Wenn ich früher angesichts weiter grüner Wiesen, uralter Wälder und verwunschener Schlösser – es gab ganze vierhundert davon – eher mit den Augen gerollt hatte, verspürte ich mittlerweile ein aufgeregtes Kribbeln im Bauch, als ich dorthin zurückkehrte. Und angesichts dieser Vorfreude wurde mir allmählich selbst bewusst, wie unglaublich angespannt ich in den letzten Monaten gewesen war. Eine Welle von Müdigkeit erfasste mich, und ich bemerkte, wie mir beim Betrachten der vertrauten Landschaft draußen immer wieder die Augen zufielen …

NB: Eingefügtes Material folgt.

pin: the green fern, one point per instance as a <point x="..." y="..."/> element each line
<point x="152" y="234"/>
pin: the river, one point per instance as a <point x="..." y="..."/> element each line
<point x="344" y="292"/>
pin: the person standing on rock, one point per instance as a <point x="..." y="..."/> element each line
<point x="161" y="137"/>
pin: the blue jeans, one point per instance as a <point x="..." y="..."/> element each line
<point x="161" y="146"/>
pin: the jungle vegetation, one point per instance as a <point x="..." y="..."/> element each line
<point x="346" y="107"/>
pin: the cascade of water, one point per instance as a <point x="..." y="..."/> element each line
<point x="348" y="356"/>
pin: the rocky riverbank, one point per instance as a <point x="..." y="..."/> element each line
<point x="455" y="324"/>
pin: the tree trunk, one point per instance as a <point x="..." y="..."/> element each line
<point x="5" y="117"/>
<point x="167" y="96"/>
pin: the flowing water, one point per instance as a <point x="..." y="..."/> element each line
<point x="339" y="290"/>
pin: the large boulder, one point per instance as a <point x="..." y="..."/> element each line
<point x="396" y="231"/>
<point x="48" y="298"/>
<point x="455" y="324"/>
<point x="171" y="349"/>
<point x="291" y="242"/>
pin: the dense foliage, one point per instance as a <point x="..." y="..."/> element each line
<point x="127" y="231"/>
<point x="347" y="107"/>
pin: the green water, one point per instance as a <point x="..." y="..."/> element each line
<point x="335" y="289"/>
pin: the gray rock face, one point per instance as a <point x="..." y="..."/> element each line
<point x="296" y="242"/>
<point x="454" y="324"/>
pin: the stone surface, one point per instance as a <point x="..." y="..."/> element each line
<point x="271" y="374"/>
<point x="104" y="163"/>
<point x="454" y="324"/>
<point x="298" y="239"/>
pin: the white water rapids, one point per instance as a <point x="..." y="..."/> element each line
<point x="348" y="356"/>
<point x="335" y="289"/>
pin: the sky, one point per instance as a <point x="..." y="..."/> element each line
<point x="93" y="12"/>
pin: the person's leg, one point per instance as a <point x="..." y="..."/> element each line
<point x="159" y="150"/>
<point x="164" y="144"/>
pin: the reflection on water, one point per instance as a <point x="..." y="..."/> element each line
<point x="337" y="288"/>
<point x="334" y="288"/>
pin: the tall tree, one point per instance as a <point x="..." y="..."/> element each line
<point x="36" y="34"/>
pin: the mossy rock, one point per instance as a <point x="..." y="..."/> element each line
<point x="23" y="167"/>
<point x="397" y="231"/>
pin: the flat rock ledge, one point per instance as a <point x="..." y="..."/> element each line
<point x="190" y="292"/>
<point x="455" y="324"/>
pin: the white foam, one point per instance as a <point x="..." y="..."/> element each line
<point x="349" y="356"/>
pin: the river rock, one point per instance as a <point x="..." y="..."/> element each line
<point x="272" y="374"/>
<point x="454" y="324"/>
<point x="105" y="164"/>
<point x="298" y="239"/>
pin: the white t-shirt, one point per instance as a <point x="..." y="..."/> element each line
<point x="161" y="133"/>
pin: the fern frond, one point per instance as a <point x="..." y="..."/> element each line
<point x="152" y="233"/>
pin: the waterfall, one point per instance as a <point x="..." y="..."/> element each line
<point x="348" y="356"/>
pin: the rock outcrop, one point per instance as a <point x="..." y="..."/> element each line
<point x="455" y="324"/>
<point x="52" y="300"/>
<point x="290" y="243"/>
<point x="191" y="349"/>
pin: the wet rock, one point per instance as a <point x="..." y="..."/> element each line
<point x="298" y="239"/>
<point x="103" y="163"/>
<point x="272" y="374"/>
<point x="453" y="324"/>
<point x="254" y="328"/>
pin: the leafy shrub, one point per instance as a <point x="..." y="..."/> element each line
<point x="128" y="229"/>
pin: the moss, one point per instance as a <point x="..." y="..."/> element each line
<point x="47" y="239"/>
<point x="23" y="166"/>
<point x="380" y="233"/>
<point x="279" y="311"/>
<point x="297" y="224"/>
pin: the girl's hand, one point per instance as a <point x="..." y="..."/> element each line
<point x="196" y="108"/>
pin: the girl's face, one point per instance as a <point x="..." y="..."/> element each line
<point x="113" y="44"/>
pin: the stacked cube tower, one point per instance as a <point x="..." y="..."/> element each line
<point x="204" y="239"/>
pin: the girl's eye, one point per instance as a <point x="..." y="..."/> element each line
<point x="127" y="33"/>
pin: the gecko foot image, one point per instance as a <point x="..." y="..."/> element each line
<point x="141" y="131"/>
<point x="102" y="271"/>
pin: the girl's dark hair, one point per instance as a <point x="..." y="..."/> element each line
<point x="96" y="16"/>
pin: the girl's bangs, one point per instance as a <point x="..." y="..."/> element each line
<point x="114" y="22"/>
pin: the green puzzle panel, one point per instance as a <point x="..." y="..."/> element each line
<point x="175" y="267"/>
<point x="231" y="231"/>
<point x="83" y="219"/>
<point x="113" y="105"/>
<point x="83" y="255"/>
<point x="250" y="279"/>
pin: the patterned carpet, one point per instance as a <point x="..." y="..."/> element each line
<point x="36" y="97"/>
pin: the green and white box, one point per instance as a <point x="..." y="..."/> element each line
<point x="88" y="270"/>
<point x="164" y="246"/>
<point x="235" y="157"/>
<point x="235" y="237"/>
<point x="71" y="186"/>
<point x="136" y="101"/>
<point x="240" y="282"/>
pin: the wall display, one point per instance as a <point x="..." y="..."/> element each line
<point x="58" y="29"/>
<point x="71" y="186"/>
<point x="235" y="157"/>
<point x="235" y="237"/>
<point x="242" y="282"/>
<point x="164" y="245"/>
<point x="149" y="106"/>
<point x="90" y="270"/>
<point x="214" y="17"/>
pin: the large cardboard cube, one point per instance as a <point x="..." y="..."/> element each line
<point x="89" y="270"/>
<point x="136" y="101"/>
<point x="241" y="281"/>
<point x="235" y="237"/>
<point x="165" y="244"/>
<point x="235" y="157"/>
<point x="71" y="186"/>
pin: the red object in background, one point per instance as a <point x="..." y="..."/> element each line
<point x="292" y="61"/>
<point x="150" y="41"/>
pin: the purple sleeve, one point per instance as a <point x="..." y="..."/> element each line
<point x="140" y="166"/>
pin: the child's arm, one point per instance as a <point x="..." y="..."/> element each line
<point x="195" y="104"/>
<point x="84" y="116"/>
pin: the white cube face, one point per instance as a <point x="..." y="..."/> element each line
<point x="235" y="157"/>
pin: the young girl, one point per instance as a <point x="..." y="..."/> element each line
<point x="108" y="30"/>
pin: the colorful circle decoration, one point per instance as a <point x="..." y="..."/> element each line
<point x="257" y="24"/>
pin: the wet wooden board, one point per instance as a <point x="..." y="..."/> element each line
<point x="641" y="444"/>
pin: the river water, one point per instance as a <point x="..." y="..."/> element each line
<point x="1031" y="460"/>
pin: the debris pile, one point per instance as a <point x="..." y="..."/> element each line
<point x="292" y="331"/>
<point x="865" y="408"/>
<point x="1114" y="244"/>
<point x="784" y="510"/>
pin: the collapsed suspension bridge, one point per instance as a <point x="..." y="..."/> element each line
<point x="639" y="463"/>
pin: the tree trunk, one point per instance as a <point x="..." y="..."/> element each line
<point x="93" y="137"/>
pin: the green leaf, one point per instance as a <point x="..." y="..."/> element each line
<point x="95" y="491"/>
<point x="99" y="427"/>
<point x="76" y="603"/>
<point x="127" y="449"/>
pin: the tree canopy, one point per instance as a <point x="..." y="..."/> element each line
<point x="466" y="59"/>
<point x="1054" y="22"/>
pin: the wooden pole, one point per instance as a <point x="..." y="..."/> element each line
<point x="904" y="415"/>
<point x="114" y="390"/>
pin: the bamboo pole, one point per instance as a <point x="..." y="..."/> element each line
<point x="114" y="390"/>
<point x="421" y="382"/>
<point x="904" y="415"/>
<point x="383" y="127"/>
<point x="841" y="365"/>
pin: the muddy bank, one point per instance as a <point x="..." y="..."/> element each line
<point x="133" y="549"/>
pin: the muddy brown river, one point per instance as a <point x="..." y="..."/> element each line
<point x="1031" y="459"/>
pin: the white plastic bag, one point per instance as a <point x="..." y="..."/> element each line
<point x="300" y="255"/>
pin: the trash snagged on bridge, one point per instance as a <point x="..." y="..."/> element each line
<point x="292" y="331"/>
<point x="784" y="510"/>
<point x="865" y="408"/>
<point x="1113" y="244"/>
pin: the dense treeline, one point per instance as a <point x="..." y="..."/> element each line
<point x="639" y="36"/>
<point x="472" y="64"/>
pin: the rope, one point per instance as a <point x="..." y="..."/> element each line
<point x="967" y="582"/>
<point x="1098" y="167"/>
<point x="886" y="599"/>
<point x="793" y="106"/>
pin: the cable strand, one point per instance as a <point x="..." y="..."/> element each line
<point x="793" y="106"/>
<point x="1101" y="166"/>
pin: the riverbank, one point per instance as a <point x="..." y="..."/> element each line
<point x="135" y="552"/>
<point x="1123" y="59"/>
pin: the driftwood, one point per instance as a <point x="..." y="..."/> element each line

Zum Glück war der Bahnhof von Angers nicht nur mein Zielort, sondern auch die Endstation des Zuges. Sonst wäre ich womöglich noch viele, viele Stationen weitergefahren und in einem Kaff, noch weiter von Paris entfernt als mein Heimatdorf, gelandet. In meinem Abteil saßen nicht mehr viele Personen, und auch als ich durchs Fenster den Bahnhof betrachtete, bestätigte sich mein Eindruck, dass wie immer wenig los war. Schwungvoll hievte ich meinen Koffer von der Ablage unter der Decke und machte mich auf den Weg zum Bahnsteig. Ich hatte meinen Eltern heute Morgen meine ungefähre Ankunftszeit durchgegeben.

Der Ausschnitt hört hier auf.